The New Ellis Island

If a parent has one job, I believe, it is to prepare a child to function comfortably in the community. Perhaps this is easier done, say, in Minnesota where most people share some kind of European background, or in Utah, where most residents tend to have the same religion, or almost any other place where things don’t change as fast as they do in Los Angeles. But Los Angeles is where my child is being reared. And Los Angeles is increasingly described as the new Ellis Island; more than 38,000 immigrants were naturalized here during the month of November.
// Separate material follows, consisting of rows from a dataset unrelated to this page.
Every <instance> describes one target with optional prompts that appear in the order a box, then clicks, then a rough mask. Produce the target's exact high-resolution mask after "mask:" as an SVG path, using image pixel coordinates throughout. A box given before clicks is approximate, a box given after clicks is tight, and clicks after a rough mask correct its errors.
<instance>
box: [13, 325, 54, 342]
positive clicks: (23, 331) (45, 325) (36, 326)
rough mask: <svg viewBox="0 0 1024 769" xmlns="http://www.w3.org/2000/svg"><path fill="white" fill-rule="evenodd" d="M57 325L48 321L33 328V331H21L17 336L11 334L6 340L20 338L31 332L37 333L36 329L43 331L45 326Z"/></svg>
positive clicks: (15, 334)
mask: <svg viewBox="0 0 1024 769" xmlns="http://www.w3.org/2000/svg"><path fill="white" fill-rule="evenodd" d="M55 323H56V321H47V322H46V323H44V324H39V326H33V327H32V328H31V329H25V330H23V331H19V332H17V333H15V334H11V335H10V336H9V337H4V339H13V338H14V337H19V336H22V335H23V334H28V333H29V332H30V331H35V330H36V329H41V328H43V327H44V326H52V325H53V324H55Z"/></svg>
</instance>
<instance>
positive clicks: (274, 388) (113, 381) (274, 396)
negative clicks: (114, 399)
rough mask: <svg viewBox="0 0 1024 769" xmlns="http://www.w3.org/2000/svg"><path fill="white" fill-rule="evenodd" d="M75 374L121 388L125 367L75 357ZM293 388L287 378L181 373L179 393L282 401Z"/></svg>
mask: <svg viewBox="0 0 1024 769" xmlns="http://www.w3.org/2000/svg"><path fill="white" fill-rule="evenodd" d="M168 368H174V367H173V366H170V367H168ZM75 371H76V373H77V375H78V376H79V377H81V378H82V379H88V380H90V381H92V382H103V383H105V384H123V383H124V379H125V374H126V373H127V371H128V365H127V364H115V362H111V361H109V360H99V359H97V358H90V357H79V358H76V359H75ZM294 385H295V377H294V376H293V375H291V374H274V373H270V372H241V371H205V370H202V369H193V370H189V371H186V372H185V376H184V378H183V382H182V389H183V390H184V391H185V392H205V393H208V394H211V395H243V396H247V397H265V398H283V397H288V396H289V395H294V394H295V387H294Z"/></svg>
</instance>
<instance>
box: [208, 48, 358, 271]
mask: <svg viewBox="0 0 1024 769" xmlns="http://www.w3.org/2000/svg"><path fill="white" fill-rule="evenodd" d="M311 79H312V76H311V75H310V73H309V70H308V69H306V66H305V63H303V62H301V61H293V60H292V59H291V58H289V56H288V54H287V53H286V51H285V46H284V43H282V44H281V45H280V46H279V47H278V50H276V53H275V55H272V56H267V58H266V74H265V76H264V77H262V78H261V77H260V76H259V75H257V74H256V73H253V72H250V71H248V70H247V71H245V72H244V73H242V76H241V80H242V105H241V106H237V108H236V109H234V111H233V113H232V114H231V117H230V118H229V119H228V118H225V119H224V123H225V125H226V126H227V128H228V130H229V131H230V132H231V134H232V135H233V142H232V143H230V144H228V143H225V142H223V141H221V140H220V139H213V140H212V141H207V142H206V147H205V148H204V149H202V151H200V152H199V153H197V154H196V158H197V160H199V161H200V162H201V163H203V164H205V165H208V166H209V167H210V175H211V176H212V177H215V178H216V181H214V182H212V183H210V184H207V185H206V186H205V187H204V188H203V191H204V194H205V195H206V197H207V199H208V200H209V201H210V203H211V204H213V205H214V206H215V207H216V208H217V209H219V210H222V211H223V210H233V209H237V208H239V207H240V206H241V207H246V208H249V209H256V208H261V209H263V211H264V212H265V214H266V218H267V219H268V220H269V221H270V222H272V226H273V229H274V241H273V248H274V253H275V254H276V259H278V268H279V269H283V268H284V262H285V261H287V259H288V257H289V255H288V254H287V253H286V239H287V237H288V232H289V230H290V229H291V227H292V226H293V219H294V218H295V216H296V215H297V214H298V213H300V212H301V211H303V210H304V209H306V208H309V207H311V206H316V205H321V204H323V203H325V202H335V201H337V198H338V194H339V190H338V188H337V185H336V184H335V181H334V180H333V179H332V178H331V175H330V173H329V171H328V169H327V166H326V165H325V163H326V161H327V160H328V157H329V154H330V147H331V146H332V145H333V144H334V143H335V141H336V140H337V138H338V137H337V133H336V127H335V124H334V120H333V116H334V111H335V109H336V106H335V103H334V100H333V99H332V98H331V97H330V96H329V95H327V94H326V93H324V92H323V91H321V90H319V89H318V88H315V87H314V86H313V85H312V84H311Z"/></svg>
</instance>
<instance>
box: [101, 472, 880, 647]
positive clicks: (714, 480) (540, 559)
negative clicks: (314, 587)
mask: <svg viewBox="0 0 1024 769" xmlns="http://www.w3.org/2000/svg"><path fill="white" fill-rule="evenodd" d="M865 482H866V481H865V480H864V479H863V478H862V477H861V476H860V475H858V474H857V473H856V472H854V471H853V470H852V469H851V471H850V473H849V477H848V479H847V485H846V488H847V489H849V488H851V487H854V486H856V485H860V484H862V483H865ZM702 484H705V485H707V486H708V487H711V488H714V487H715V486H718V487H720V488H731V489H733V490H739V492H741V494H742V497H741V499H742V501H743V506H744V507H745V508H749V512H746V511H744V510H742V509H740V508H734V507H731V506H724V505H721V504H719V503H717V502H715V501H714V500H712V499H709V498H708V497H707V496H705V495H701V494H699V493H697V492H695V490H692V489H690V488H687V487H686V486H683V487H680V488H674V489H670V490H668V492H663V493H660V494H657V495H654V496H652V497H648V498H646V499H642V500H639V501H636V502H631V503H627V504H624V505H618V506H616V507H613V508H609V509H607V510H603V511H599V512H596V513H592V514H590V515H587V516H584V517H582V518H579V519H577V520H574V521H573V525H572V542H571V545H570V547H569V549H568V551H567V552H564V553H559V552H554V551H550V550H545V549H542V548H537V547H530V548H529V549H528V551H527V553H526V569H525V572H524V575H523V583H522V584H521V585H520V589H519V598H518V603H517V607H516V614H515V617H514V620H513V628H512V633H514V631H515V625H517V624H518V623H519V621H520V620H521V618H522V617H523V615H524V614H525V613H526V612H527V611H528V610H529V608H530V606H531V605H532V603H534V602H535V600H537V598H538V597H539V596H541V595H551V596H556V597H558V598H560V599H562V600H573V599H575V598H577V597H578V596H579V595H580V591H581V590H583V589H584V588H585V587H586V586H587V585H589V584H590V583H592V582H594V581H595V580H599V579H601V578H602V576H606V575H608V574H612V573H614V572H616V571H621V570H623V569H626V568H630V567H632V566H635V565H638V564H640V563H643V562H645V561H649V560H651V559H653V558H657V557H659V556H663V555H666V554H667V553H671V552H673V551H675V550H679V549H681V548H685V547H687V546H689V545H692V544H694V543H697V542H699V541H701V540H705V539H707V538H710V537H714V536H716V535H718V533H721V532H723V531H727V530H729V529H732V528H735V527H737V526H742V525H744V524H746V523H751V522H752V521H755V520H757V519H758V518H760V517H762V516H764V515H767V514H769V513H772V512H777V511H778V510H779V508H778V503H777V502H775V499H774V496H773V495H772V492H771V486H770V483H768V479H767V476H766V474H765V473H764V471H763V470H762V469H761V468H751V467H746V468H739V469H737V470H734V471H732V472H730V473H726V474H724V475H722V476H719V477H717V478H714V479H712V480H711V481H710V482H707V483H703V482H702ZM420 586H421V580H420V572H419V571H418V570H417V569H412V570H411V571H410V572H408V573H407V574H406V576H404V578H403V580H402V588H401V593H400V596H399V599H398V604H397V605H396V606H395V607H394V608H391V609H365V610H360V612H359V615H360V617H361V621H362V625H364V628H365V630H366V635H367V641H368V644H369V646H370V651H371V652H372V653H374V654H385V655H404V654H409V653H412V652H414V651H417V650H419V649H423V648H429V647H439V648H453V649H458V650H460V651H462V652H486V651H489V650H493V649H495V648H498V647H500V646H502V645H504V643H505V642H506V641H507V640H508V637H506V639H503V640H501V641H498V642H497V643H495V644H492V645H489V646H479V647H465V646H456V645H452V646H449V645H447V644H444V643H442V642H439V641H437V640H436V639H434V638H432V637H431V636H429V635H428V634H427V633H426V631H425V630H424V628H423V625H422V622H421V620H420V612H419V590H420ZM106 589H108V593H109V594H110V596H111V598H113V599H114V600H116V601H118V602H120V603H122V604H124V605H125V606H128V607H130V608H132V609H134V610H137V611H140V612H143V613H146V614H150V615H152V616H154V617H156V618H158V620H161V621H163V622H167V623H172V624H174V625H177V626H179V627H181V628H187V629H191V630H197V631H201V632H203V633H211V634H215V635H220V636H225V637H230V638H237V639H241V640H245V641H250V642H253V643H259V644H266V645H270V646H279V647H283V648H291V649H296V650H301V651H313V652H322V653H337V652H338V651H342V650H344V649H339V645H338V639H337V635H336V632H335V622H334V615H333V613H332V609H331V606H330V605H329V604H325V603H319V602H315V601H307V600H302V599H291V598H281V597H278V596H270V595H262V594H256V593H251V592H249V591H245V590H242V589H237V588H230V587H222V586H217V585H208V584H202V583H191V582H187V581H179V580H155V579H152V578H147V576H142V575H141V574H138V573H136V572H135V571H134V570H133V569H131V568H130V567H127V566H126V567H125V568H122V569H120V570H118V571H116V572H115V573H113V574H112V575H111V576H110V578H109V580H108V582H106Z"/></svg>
Even my Noah knows that rainbows don’t stay in one place for long. They fade and shift and reappear somewhere else. This school doesn’t keep children past the age of 6. Next year the young Armenian mother will enroll her boy in the first grade of an Armenian school where he will study his family’s language and absorb his ancient heritage. The other 6-year-olds will go on to religious day schools, secular private schools and public schools.

Once they leave, few of them will meet again, but they have learned at an early age that they are all part of the grand spectrum of color that is America. With that knowledge, maybe they have already found their pots of gold. Or maybe, even better, they have found an olive branch.